BOGOTA – Colombia’s armed forces expelled five of its members and removed 20 others from their current duties over their suspected role in spying operations targeting the government’s peace process with the FARC guerrilla group.
Three officers, a non-commissioned officer and a patrolman, all members of the army or National Police and all implicated in the leaking of classified information, have been removed from active service, armed forces inspector general Vice Adm. Cesar Augusto Narvaez said.
Among those removed from their current duties are 10 officers, eight NCOs, a patrolman and a non-uniformed official, the inspector general said, adding that those individuals may be excluded from the intelligence branch if such action is deemed appropriate.
The decision comes after an armed forces probe into the involvement of soldiers and police in a military spying ring that was code named “Andromeda,” a separate illegal wiretapping operation headed by hacker Andres Sepulveda, and the leaking of secret intelligence documents, as well as the creation of a purported database with e-mails of politicians and journalists linked to the peace process.
Colombia’s Attorney General’s Office uncovered the Andromeda ring last February, finding that military intelligence operatives used a Bogota restaurant as a front for espionage activity.
The front operation intercepted the communications of the Colombian government’s representatives to peace talks in Havana with the Revolutionary Armed Forces of Colombia, or FARC, guerrilla group, left-wing politicians, and journalists.

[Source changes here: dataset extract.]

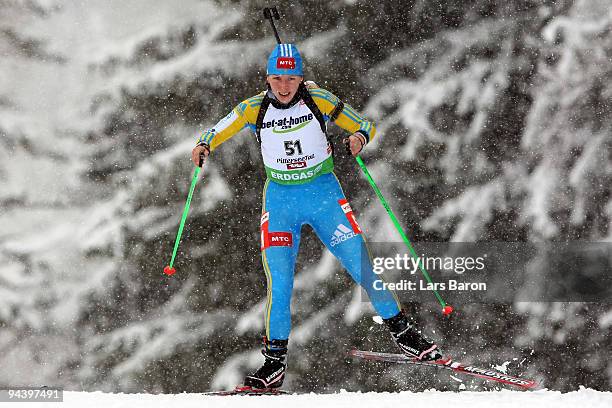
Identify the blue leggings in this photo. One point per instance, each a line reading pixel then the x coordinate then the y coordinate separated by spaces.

“Andromeda was within the legal framework, in accordance with Colombia’s constitution, directives, regulations and the Manual for the Management of Informant Networks,” but control over the activities carried out was lacking, Narvaez said Friday in a press conference.
“The principle of secrecy, established by military intelligence for these types of activities, was not applied in the Andromeda (intelligence) front operation,” he said in a statement read to the press.
The investigation also found that members of the security forces took part in Sepulveda’s spying operation, which, according to the AG’s office, was aimed at sabotaging the talks.
Sepulveda served as social media manager for the campaign of 2014 Colombian presidential candidate Oscar Ivan Zuluaga, a close ally of former President Alvaro Uribe, a hard-liner and staunch opponent of the peace talks.
“Two army non-commissioned officers and a National Police patrolman are suspected of directly or indirectly delivering classified information to Mr. Andres Sepulveda, prompting the Attorney General’s Office to issue a warrant for their arrest,” Narvaez said.
The case of the alleged computer hacker, currently in custody, was discovered in May during the presidential race, which ended with incumbent President Juan Manuel Santos defeating Zuluaga in a runoff.
Military investigators also probed the alleged existence of a military database said to contain the e-mails of 500 Colombian and international journalists and apparently created without the knowledge or authorization of the top military brass.
Narvaez said that “to date no evidence has been found” that such a database was compiled.